Barack Obama has a maddeningly simple, yet challenging, puzzle laid out before him. Three of the puzzle's four pieces fit together nicely. The fourth piece is the tough one.
The first piece, African-Americans, is fabulous for the Democratic nominee. Obama is going to win the black vote by a wide margin and with a huge turnout, the biggest ever. The second piece is Hispanic voters. Although Obama's support among Latinos is not as monolithic and enthusiastic as it is among black voters, he is doing very well. His campaign just has to make sure that Hispanic voters turn out in high numbers on Election Day. The third piece can be variously defined as white voters who are 50 and younger, or as college-educated whites. Obama is also doing well among this group, well enough to win if everything else works out for him.
It's Obama's fourth puzzle piece that is problematic. Call it "whites age 50 or older," "working-class whites," "blue-collar whites," or even "older whites with less than a college education." But no matter what definition you use, this is the voting bloc that has not yet come together for Obama. These are the voters who are preventing him from fully exploiting President Bush's unpopularity, the weaknesses in the Republican Party, the lousy economy, and the unpopular war. If Obama were doing better with this key constituency, he would be winning this election by a landslide.
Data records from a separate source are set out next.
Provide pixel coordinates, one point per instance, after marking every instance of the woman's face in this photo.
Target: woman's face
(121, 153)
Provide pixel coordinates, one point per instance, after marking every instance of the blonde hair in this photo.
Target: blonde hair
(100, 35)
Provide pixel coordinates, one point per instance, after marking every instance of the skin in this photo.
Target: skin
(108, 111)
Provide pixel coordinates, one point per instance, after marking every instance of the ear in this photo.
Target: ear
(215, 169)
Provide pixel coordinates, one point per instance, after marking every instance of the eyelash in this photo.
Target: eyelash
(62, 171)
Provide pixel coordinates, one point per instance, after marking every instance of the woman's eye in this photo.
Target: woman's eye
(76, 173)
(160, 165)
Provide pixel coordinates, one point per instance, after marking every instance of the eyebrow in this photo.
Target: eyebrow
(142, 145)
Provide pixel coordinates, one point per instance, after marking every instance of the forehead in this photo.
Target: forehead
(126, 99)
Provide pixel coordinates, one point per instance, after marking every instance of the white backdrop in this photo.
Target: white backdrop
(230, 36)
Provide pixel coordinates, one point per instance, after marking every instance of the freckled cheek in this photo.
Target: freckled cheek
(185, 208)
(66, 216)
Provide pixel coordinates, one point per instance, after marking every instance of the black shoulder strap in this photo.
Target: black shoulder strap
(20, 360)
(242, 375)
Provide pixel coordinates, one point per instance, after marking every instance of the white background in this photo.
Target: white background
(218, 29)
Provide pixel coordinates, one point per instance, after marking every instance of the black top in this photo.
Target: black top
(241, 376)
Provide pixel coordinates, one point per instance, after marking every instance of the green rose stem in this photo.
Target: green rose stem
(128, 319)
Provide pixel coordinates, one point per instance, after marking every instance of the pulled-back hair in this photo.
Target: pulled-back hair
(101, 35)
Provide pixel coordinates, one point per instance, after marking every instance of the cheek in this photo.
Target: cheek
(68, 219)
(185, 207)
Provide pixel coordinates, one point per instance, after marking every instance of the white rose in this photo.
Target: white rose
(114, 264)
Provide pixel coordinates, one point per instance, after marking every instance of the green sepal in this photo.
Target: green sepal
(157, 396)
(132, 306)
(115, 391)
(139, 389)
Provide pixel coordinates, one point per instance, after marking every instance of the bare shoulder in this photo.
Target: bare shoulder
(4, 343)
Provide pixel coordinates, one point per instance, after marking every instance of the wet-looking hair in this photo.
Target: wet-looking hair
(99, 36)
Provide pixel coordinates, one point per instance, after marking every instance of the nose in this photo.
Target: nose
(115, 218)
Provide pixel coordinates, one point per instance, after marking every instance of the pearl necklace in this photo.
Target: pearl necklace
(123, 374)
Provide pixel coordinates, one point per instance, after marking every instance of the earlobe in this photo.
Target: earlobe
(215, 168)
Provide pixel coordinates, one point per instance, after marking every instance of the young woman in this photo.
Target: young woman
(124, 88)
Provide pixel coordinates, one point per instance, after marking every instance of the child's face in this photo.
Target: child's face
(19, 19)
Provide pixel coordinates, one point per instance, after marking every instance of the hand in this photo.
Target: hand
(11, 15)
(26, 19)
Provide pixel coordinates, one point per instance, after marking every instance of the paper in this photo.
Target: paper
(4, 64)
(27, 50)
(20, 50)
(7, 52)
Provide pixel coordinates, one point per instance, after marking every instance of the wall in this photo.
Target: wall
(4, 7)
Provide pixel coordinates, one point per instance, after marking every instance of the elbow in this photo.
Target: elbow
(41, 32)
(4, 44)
But he's not.
Certainly, no Democrat is foolish enough to think that Obama, or any other Democrat, could win a majority of older, working-class white voters. Lyndon Johnson was the last Democratic presidential nominee to do so. The question is whether Obama can attract enough of them to win. Pollster Thom Riehle estimates that white voters over 50 with less than a college education constitute 23 to 25 percent of the electorate and that Obama needs to win at least 43 to 45 percent of this bloc to become the next president.
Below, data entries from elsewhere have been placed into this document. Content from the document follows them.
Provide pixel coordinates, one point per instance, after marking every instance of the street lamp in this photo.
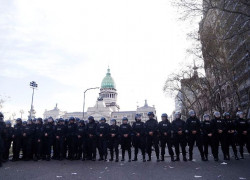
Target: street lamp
(84, 100)
(33, 85)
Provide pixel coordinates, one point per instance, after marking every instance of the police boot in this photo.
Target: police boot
(111, 156)
(241, 155)
(190, 157)
(177, 158)
(123, 155)
(101, 158)
(129, 156)
(236, 156)
(149, 157)
(206, 157)
(47, 158)
(172, 158)
(162, 158)
(35, 158)
(135, 158)
(184, 158)
(117, 157)
(143, 158)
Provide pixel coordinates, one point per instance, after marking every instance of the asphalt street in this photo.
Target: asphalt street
(59, 170)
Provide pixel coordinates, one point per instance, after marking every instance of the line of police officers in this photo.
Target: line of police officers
(75, 139)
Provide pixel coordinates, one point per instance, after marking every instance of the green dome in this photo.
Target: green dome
(108, 81)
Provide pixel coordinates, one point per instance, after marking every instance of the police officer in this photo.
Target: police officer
(230, 135)
(242, 127)
(72, 138)
(102, 132)
(165, 136)
(81, 140)
(8, 131)
(207, 134)
(248, 136)
(139, 139)
(219, 135)
(27, 134)
(114, 140)
(91, 138)
(60, 133)
(151, 127)
(17, 139)
(194, 134)
(48, 137)
(125, 131)
(179, 127)
(2, 127)
(38, 139)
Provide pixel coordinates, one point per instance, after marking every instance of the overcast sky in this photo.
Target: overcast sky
(67, 46)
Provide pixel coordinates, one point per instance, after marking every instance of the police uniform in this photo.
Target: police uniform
(139, 139)
(102, 131)
(165, 138)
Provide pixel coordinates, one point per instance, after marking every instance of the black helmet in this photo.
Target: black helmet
(19, 120)
(191, 113)
(226, 114)
(72, 119)
(151, 114)
(113, 120)
(1, 117)
(60, 120)
(103, 119)
(164, 115)
(91, 118)
(8, 123)
(81, 122)
(124, 119)
(39, 119)
(137, 116)
(50, 119)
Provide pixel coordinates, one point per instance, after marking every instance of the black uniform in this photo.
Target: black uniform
(81, 142)
(179, 139)
(114, 141)
(241, 126)
(207, 128)
(27, 135)
(8, 132)
(72, 140)
(2, 126)
(125, 129)
(152, 126)
(102, 131)
(165, 137)
(60, 133)
(48, 138)
(231, 137)
(248, 136)
(219, 138)
(193, 124)
(139, 139)
(17, 141)
(91, 140)
(38, 136)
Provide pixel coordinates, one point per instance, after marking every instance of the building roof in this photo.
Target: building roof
(108, 81)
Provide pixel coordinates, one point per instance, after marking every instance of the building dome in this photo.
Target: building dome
(108, 81)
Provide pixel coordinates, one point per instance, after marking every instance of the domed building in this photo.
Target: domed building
(108, 92)
(106, 105)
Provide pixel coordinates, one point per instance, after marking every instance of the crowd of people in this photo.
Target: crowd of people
(75, 139)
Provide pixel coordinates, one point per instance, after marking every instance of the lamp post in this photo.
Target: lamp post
(84, 100)
(33, 85)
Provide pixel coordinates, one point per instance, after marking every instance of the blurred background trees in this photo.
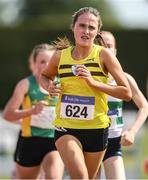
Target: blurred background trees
(25, 23)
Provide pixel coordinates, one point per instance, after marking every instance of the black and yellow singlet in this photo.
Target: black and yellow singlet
(80, 106)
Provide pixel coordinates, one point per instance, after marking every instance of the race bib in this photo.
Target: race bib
(45, 118)
(77, 107)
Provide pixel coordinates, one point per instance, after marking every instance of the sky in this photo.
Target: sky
(131, 13)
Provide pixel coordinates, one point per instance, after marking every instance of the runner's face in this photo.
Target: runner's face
(42, 60)
(85, 29)
(110, 42)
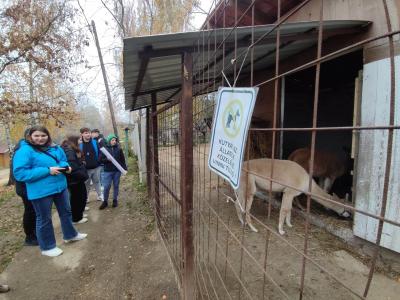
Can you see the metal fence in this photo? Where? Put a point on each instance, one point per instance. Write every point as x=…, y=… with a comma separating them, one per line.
x=213, y=256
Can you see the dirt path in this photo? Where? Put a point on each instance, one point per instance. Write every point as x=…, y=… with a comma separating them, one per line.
x=113, y=263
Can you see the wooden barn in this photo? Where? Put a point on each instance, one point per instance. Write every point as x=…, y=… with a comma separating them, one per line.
x=354, y=90
x=328, y=79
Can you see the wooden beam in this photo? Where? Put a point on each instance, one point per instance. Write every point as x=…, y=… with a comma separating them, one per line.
x=150, y=53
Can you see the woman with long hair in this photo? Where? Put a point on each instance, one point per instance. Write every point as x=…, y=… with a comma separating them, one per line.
x=76, y=179
x=42, y=165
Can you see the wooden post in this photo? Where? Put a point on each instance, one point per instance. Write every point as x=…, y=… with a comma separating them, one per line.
x=186, y=139
x=103, y=71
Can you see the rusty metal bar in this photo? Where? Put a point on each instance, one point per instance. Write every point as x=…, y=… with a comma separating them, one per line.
x=186, y=121
x=327, y=199
x=148, y=153
x=331, y=56
x=355, y=128
x=173, y=195
x=155, y=162
x=388, y=154
x=313, y=140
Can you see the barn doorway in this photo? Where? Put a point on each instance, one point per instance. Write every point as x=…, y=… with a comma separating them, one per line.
x=335, y=108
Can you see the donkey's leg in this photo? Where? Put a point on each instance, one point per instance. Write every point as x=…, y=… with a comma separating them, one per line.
x=285, y=212
x=328, y=182
x=239, y=204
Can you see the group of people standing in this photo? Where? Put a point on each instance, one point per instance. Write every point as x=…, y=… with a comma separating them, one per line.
x=46, y=173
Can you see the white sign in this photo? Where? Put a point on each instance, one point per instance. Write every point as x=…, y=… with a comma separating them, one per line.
x=229, y=132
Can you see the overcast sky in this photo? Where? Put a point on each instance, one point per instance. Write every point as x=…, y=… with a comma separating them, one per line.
x=92, y=81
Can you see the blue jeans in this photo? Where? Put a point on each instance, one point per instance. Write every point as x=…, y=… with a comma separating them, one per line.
x=111, y=177
x=44, y=224
x=102, y=176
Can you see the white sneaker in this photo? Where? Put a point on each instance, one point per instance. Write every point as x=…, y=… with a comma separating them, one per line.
x=81, y=221
x=52, y=252
x=79, y=237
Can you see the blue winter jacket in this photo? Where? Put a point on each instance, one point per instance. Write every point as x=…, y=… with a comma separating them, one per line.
x=32, y=167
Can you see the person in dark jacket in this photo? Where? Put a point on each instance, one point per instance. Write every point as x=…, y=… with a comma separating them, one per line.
x=29, y=216
x=96, y=135
x=76, y=180
x=91, y=152
x=111, y=173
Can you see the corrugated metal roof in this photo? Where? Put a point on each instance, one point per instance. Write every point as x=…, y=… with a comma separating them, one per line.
x=162, y=74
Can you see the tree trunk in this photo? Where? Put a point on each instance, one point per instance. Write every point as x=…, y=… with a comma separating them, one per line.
x=11, y=150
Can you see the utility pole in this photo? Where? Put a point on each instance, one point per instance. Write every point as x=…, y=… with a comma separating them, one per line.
x=103, y=70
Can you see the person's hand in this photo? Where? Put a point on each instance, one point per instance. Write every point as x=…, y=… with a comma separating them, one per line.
x=55, y=170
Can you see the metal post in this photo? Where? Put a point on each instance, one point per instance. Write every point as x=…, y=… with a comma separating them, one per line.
x=186, y=124
x=126, y=148
x=148, y=153
x=103, y=71
x=155, y=166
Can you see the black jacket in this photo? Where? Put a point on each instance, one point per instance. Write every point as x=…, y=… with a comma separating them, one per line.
x=78, y=173
x=118, y=155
It's unclear whether much of Obama's difficulty with this group is merely older voters' resisting change or whether it is reluctance to cast a vote for an African-American for president. If the problem isn't racism, maybe it is just that these voters haven't reached a comfort level with Obama. He is young. His government experience is predominantly in the Illinois Legislature and light on the federal and foreign-policy side -- enough of a weakness to cause hesitation among some fair-minded people. And perhaps the burden of proof for experience may be greater for a minority candidate than for a white guy, or for that matter, a white woman. I've certainly noticed that quite a few people who seemed to put a huge value on experience suddenly quieted down after McCain picked a credentially challenged running mate.
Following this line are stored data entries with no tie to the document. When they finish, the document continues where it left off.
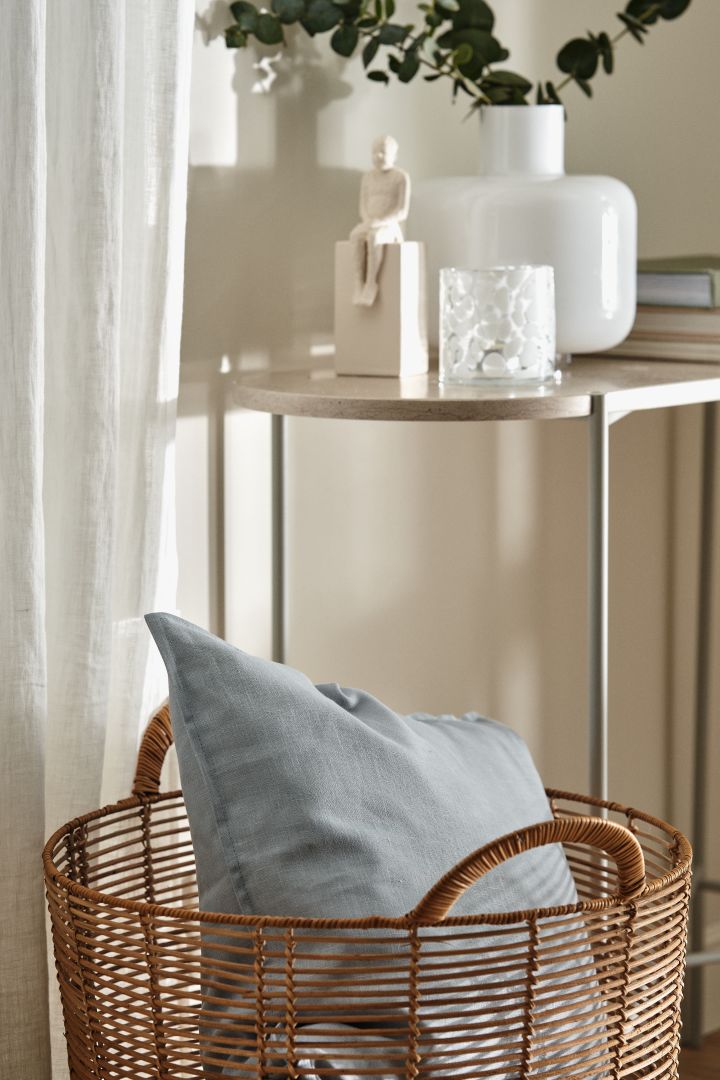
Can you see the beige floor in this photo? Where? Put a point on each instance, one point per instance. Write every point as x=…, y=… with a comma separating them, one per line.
x=702, y=1064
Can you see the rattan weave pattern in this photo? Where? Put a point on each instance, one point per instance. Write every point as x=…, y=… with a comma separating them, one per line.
x=584, y=991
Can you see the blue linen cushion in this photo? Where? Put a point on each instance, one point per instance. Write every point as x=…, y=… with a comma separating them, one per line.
x=322, y=801
x=317, y=800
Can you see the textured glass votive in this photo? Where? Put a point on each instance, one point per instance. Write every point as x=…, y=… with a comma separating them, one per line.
x=498, y=324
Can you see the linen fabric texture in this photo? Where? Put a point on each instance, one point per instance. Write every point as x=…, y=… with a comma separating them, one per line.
x=94, y=123
x=322, y=801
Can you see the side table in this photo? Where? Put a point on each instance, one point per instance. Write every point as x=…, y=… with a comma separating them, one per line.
x=598, y=390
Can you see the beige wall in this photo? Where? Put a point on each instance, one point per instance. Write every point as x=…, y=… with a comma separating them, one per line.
x=442, y=567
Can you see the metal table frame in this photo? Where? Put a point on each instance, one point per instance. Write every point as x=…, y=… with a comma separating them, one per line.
x=295, y=394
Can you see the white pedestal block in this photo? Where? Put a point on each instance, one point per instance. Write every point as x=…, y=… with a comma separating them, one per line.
x=391, y=336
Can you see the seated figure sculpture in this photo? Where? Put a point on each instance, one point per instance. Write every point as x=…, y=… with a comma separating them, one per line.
x=384, y=203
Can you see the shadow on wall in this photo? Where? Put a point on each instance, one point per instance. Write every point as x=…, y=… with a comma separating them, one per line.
x=259, y=260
But for some white voters, Obama is just very different from anyone they've ever known well. Sure, they may have African-Americans friends, neighbors, or co-workers, but most older, working-class white voters have probably never been close to anyone who had an African parent. Although they have surely met people with unusual names, the odds are great that none of those names included "Barack" or "Obama." They may know people of many faiths, but not someone who had a father -- albeit, one who abandoned his family at an early age -- of the Islamic faith, or someone who attended a church with a pastor as bombastic and controversial as the Rev. Jeremiah Wright. For that matter, many working-class, older white voters may never have met a community organizer or anyone who went to Columbia or Harvard.
So, for me, the question is whether Obama can win over enough older, working-class whites to close the sale.
Charlie Cook is a National Journal columnist.